It's quite some time that I dug into FPGA softcore implementations and related topics... Anyway, not much has changed since then:
Softcores (not only ARM) are notoriously slow performers. The rule "the simpler, the faster" applies as more complex architectures require a lot of logic elements - accumulating a lot of delays. And the longest delay path defines the maximum clock speed applicable.
Softcores are quite resource-hungry: even simple architectures require a lot of logic elements to implement. Seems the Cortex-M1 architecture version has been optimized for softcore applications.
That much about limitations and performance of the softcores. OTOH, the number of hardcores is limited to the number the manufacturer has decided to design-in. Although this shouldn't matter much, considering the resource consumption of the softcores...

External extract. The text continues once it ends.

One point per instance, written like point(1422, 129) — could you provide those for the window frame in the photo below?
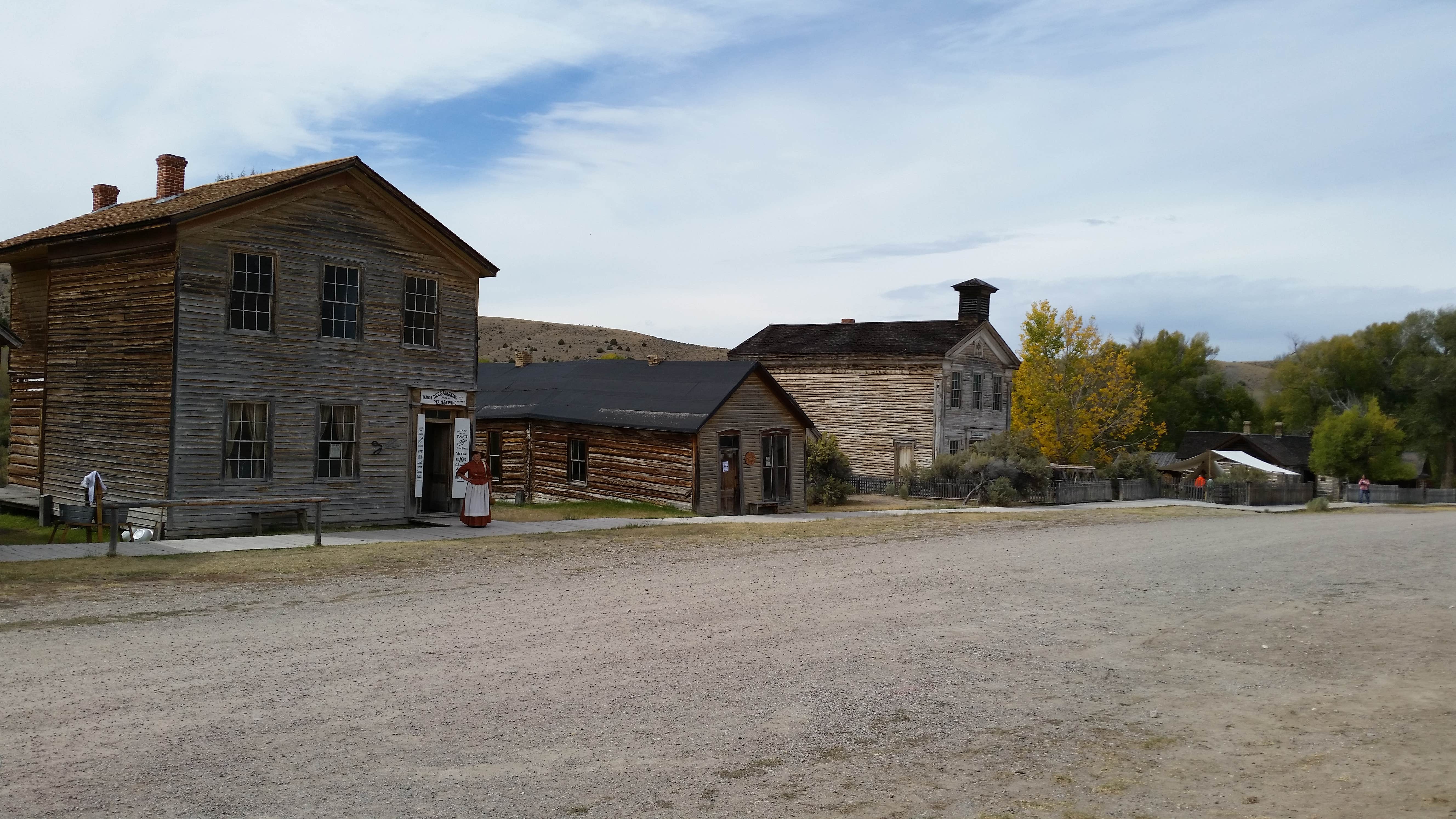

Generally speaking, an FPGA implementation of a given design (in this case an ARM processor) will be always slower and more power hungry than an ASIC implementation, as the case of a softcore vs hardcore implementation of a processor in a SoC.
It depends on the fact that the flexibility of an FPGA device (in which you can define a custom circuit implementation after the realization process of the device and you can change it all the times you need) is obtained thanks to a quite complex system of programmable interconnections between general purpose basic cells. It means longest paths and large parasitics that bring up more power consumption and slower operative frequencies.
In an hardcore version of a processor, you have only the logic cells you need and shortest paths between them.
U. Dreher explained it quite well, but I would add one more simple point.
If you compare the area on fabric that is covered by a hardcore ARM processor and a softcore ARM process, the latter will be taking far more than the earlier one.
It is because the FPGA modules (Slices, CLBs, LUTs, BRAMs) are so generic that it will not be best suited for only one implementation.
Not always, but in general, the more area an implementation takes, the more power-hungry and slower it will be on the FPGA's fabric.